# 1 Billion Pictures per Second



## colin1984 (Jan 21, 2013)

http://www.golem.de/1112/88379.html

do you know this already, I found it very interesting, 

I´m not a very logical thinking type of person, and I can´t explain if a Camera can record 12fps, only in full light or also in a disco. As far as I know the fps needs the shutterspeed therefore it can only work in full light, so but whats in a hall when you take pictures from a prom (Maturaball in german) the shutterspeed automatically turns longer, but than you can´t record 12 Images per second.
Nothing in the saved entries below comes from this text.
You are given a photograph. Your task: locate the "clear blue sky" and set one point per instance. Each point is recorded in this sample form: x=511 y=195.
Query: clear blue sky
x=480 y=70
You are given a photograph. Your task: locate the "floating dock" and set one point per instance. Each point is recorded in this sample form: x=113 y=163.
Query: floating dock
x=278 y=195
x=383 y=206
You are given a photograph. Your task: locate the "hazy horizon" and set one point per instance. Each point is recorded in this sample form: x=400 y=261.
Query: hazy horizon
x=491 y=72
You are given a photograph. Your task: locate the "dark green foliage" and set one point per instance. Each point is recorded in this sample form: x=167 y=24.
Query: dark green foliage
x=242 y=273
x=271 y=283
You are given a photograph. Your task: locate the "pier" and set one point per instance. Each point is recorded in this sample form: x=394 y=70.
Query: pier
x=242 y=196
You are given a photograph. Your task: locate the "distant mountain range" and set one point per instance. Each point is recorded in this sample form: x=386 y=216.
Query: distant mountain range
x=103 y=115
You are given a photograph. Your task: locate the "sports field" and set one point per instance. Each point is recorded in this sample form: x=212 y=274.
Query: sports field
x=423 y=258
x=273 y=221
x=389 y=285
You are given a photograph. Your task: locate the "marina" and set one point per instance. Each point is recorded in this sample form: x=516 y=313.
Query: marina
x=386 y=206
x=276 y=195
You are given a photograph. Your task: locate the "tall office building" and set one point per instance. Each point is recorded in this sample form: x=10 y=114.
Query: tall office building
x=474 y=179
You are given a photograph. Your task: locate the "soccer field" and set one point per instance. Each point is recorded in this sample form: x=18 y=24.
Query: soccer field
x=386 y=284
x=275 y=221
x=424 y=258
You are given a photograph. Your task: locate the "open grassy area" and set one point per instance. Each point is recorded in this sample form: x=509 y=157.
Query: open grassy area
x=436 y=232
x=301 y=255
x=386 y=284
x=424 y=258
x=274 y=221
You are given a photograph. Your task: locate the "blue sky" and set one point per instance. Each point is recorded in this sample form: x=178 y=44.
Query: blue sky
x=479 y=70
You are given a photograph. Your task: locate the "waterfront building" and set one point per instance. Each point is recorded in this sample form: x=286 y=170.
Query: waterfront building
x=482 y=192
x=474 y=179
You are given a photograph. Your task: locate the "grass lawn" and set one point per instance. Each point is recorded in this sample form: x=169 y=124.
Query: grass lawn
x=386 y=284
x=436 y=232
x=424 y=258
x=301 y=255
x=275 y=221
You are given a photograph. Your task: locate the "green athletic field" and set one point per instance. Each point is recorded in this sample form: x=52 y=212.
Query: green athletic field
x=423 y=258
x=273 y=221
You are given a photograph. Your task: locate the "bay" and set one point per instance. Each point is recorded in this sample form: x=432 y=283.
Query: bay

I question this because I had an EOS 400D which made 3fps and with that i recorded some Neonlights in a disco which ran around the dancefloor, because i loved how it run threw there and liked to make a Gif Animation, now 3fps isn´t much and the shutterspeed don´t must be as high as by 7fps I haven´t tried it yet with a 7D in that disco, but for my opinion the pictures must be darker than with 3fps and so also the 1DX have to have a slower shutterspeed in disco by 12fps when i won´t change the iso.
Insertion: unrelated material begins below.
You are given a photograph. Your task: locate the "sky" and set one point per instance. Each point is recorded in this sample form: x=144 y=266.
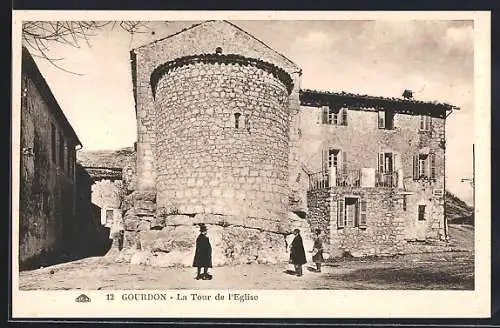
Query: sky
x=380 y=58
So I´ve searched for an answer how long the minimum shutterspeed for 12fps is, typed in google and the first link what hit my ey was the link above. Sorry it is in german, but Video is English

Hope you know what I mean and don´t tease me if i´m wrong

Sorry for my bad english also that link is in german, and I hope I don´t make a mistake when posting this in that section or posting it by the way

With friendly regards

Colin


----------



## Drizzt321 (Jan 21, 2013)

Couldn't read the german, but I agree that if your shutter speed is too slow you won't get the full rated FPS on your camera.

For example, if your maximum is 3 frames per second, then your maximum shutter can be 1/3 sec. Actually probably just a tiny bit faster, but us mere humans probably wouldn't notice a difference. For 12fps, it'd be 1/12 sec shutter speed. Nearest would be 1/10 for 10 fps, or 1/15 which would give the full 12fps.

The other bit you have to deal with is the buffer size and how fast your camera can write to the memory card. If you are shooting full size RAW shots, you're going to fill up the buffer a lot faster than if you are shooting small JPG, which means you can shoot for a smaller amount of time at full burst mode.


----------



## Don Haines (Jan 22, 2013)

For those english speakers....

http://web.media.mit.edu/~raskar/trillionfps/


and it's ONLY .58 trillion frames per second..... guess I won't give up on my Canon yet....


----------